# Photo of Owen Aboard Kipling 1940-41



## debandjo (Aug 25, 2016)

I am looking for any relatives or friends of Owen who served on the HMS Kipling from 1940-41. I work in a shop in Windsor and some time ago we found a small black and white photograph of a group of 8 young men and on the back is the inscription "Owen aboard Kipling 1940-41". We would like to reunite this photo with its owner but have had no luck in tracing him/her. We tried a local Facebook group (which always works for lost teddies!) and the story was picked up by the local paper too but we had no response at all. I even managed to contact a guy who organises reunions in the hope that someone would recognise a face from the picture but had no luck there either. I can supply a copy of this photo if required. Any suggestions would be gratefully received. Thank you.


----------



## Barrie Youde (May 29, 2006)

It would probably help if you could post a copy of the photograph.

This site is a veritable mine of information and contact. Good luck!


----------



## debandjo (Aug 25, 2016)

*Photo*

Hopefully I have attached a copy of the photo to this but I'm not really sure what I'm doing! Fingers crossed but if it doesn't work could somebody give me instructions please? Thanks


----------



## National Enquirer (Feb 11, 2017)

*Kipling photo*

HMS Kipling families have a yearly reunion organised by Mr Phil Brazier and are fortunate enough to have one survivor of sinking of the ship in 1942 attend.My father served on the ship during the period mentioned on the rear of the photo but he does not appear to be one of the chaps in the photo. If you are content I would suggest that you send a photo to Phil (if he is not the reunion chap you have already alluded to who you have already contacted) or I could do so on your behalf.Please let me know





debandjo said:


> I am looking for any relatives or friends of Owen who served on the HMS Kipling from 1940-41. I work in a shop in Windsor and some time ago we found a small black and white photograph of a group of 8 young men and on the back is the inscription "Owen aboard Kipling 1940-41". We would like to reunite this photo with its owner but have had no luck in tracing him/her. We tried a local Facebook group (which always works for lost teddies!) and the story was picked up by the local paper too but we had no response at all. I even managed to contact a guy who organises reunions in the hope that someone would recognise a face from the picture but had no luck there either. I can supply a copy of this photo if required. Any suggestions would be gratefully received.
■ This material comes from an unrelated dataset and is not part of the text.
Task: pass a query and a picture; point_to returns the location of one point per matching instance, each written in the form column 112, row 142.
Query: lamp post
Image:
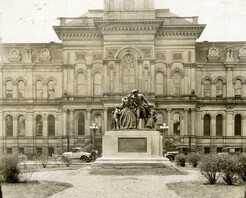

Thank you.


----------



## debandjo (Aug 25, 2016)

*HMS Kipling photo*

Thanks for your reply, it's nice to know that the thread isn't completely dead and that there's still hope of finding the owner of this photo. Unfortunately, I have already sent a copy to Phil Brazier and he's had no luck tracing the identity of any of these men. If you have any further suggestions I would love to hear them as we seem to have run out of ideas. Thanks again.


----------



## National Enquirer (Feb 11, 2017)

So much for that idea then ! I am hoping to go to the Imperial War Museum soon to obtain a range of photos for the deployment of HMS Kipling. I expect that whilst we may be able to link images, it may not prove to be possible to establish an identity. I understand that the crew changeovers may have been fairly rapid, so any reliable crew record may be difficult if not impossible to obtain.




debandjo said:


> Thanks for your reply, it's nice to know that the thread isn't completely dead and that there's still hope of finding the owner of this photo. Unfortunately, I have already sent a copy to Phil Brazier and he's had no luck tracing the identity of any of these men. If you have any further suggestions I would love to hear them as we seem to have run out of ideas. Thanks again.


----------



## debandjo (Aug 25, 2016)

If you do have any luck, or if they have any suggestions, would you mind letting me know please?


----------



## National Enquirer (Feb 11, 2017)

Of course I will let you know if we manage to get any further.



debandjo said:


> If you do have any luck, or if they have any suggestions, would you mind letting me know please?


----------